When Great Northern Corp. added an onsite wellness clinic in 2016, the company’s nurse practitioner quickly became part of the team.
The Appleton-based employer had long provided an onsite nurse to promote health and wellness and treat work-related injuries, but the organization decided to expand its offerings. Through ThedaCare at Work, an occupational health service for employers and workers, the company now offers a clinic available to its 400 Fox Cities employees and their spouses.
Brian Diermeier, vice president of human resources at GNC, says the company ensures the nurse practitioner maintains a visible presence in the company, getting involved in safety meetings and creating wellness challenges for employees.
“As people come to see her, they’re building that relationship a whole lot more,” Diermeier says.
GNC’s experience is familiar to Chris Hess, vice president of market development and sales for ThedaCare. The company’s providers become a part of the culture of the workplaces they serve and get to know the people there.
As health care costs continue to increase, the move to add onsite workplace wellness options has grown in popularity. In the past two-and-a half years, ThedaCare has added more than 20 new workplace engagements with nurse practitioners, Hess says.
Hess attributes the growth to a rise in consumerism. With rising health costs, Hess says employers have been forced to share in that cost with consumers.

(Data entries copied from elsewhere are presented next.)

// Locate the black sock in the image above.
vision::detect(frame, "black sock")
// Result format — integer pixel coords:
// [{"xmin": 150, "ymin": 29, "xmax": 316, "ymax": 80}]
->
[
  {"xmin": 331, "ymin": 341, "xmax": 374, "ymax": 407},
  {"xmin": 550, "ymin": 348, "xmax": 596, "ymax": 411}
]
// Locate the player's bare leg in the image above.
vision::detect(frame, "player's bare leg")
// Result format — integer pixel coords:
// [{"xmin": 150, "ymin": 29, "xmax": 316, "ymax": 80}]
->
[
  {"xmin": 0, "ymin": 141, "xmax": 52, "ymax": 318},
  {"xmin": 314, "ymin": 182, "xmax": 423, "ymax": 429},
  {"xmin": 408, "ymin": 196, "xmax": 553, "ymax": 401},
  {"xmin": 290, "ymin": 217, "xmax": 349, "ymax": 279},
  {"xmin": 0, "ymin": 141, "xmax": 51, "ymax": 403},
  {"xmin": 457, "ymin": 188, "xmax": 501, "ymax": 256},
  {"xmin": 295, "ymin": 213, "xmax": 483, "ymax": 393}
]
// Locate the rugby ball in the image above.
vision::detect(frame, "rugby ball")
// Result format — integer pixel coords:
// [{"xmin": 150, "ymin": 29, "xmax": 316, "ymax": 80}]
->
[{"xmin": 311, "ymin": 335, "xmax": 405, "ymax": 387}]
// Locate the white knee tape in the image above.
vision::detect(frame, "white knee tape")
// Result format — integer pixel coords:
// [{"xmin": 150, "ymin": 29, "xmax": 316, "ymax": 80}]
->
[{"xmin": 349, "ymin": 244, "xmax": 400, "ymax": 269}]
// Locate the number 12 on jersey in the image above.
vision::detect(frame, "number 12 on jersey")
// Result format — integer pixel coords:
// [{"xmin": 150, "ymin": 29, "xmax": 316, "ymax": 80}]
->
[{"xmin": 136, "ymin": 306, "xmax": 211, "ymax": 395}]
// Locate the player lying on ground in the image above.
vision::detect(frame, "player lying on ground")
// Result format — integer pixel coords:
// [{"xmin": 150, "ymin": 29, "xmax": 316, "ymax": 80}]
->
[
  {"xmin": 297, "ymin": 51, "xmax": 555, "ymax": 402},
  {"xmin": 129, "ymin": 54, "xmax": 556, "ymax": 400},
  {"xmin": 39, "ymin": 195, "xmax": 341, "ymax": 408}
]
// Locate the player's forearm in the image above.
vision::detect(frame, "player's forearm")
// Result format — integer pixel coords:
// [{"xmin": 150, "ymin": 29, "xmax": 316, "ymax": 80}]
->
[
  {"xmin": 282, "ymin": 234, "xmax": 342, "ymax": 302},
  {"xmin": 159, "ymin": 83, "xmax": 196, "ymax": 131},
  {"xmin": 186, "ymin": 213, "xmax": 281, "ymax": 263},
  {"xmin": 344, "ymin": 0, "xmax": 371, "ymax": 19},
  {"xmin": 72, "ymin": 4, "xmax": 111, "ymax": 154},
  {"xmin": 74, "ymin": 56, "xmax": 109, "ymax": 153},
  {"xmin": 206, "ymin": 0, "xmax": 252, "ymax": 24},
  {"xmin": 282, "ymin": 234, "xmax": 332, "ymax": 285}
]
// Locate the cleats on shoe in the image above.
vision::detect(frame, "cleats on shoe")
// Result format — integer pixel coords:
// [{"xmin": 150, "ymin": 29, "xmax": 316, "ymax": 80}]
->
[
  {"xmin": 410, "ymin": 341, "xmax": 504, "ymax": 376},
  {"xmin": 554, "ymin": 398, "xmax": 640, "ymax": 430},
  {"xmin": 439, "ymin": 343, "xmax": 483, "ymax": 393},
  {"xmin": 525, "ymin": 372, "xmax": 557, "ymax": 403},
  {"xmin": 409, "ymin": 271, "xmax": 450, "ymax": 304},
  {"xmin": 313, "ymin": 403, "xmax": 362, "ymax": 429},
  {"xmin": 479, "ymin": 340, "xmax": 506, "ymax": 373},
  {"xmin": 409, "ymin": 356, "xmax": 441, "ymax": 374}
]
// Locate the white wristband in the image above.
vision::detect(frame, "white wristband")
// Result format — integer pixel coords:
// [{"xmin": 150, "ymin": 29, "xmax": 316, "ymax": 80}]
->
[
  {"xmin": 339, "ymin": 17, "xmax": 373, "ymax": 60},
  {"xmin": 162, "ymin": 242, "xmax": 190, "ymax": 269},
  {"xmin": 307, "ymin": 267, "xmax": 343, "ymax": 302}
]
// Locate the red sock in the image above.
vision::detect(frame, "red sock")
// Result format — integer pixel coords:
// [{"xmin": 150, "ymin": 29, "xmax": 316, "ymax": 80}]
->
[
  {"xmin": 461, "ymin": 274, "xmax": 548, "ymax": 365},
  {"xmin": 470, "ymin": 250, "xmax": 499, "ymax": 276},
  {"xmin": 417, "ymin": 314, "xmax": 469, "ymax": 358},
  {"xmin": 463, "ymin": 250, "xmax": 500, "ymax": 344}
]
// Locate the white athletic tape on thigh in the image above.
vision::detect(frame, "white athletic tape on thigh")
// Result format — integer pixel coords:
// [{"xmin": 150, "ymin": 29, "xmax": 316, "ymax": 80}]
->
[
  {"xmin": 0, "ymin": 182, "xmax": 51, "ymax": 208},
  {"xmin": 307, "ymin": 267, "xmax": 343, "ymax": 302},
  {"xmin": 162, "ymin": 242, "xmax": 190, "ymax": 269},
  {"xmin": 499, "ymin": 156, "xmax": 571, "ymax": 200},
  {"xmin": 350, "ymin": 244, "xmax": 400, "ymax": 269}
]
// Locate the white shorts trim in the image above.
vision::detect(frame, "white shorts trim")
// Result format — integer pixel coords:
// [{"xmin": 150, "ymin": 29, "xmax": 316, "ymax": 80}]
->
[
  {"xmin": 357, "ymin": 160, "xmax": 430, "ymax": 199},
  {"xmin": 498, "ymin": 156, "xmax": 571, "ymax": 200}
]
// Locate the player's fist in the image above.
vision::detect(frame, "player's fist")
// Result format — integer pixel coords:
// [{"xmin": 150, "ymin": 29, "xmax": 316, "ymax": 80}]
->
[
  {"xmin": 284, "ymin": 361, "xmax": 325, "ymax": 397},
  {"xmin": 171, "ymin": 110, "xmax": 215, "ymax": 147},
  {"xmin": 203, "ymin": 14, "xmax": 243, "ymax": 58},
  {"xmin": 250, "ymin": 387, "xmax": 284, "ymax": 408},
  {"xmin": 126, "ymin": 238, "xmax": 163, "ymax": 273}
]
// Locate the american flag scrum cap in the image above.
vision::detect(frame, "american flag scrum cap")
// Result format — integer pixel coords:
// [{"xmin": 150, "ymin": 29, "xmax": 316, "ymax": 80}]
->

This has led to cost shifting, more high-deductible plans than ever and an increase in health spending accounts.
“All of that’s driving consumerism, so consumers are more cautious with their health care dollars,” Hess says. “Bringing care onsite is a win-win for the employer and the consumer.”
Employers typically reap a 2-to-1 return on their investment for onsite care, Hess says. Consumers benefit because their deductible doesn’t take a hit and they can access care with no out-of-pocket expenses and receive it in the best cost environment possible.
Health care organizations offer a variety of solutions to employers. ThedaCare’s offerings range from health coaches at workplaces working on wellness to RNs to clinics staffed with a nurse practitioner or doctor working with chronic diseases, preventative services and acute care. Small to medium-size manufacturers may choose to have someone onsite eight to 20 hours per week.
Green Bay’s Prevea Health offers services through LeadWell, its corporate wellness program. Mark Hillesheim, director of client relations for the program, says Prevea’s Well Said educational program has been its most popular option.
With Well Said, providers conduct free informational sessions on topics such as nutrition, smoking cessation and biometrics. The organization also offers health coaches, occupational health services and onsite or near-site clinics, with all solutions tailored to company needs.
Prevea has been offering Well Said for eight years, and Hillesheim says he’s witnessed a change in the way employers view health care. “Over that time, I think more and more companies are focused on the health and wellness of their employees.”
Hillesheim says onsite care leads to better productivity and outcomes. Furthermore, it reduces barriers to people seeking health care. This is especially important in manufacturing environments, he says, which include demographics of people who aren’t as likely to seek medical care on their own.
More than 50 companies use a Prevea onsite or near-site clinic, and hundreds use its free programs. Hillesheim says many employers have been able to reduce or hold steady health care costs with onsite programs in place, with some saving hundreds of thousands of dollars. Incorporating these programs also can give companies a competitive advantage in the race for talent, he says.
Onsite care can mean less time lost. An average consumer spends two hours going to a primary care appointment, Hess says. If that employee accesses service at work instead, that figure gets closer to 30 minutes.
“That’s a big savings to our employers, especially the manufacturers,” Hess says. “People can leave the line without shutting down the line or causing any kind of production issues and be right back to work within 30 minutes.”
Perhaps the best outcome for these programs, though, is positive health changes, Hess says. He’s seen cases of people who, through lifestyle changes, can get off insulin for diabetes, discontinue use of sleep machines for sleep apnea, or stop taking cholesterol medications. All of these, he says, improve quality of life.
Hess says onsite care also leads to smarter consumers, which can in turn pay dividends to employers.
“They’re learning how to interface with health care delivery so when they do have to do it out of the onsite clinic, they ask better questions, they make smarter decisions, they do their research,” he says. “So, we’re basically seeing a rise in the knowledge base of the individual consumer when people access our care onsite.”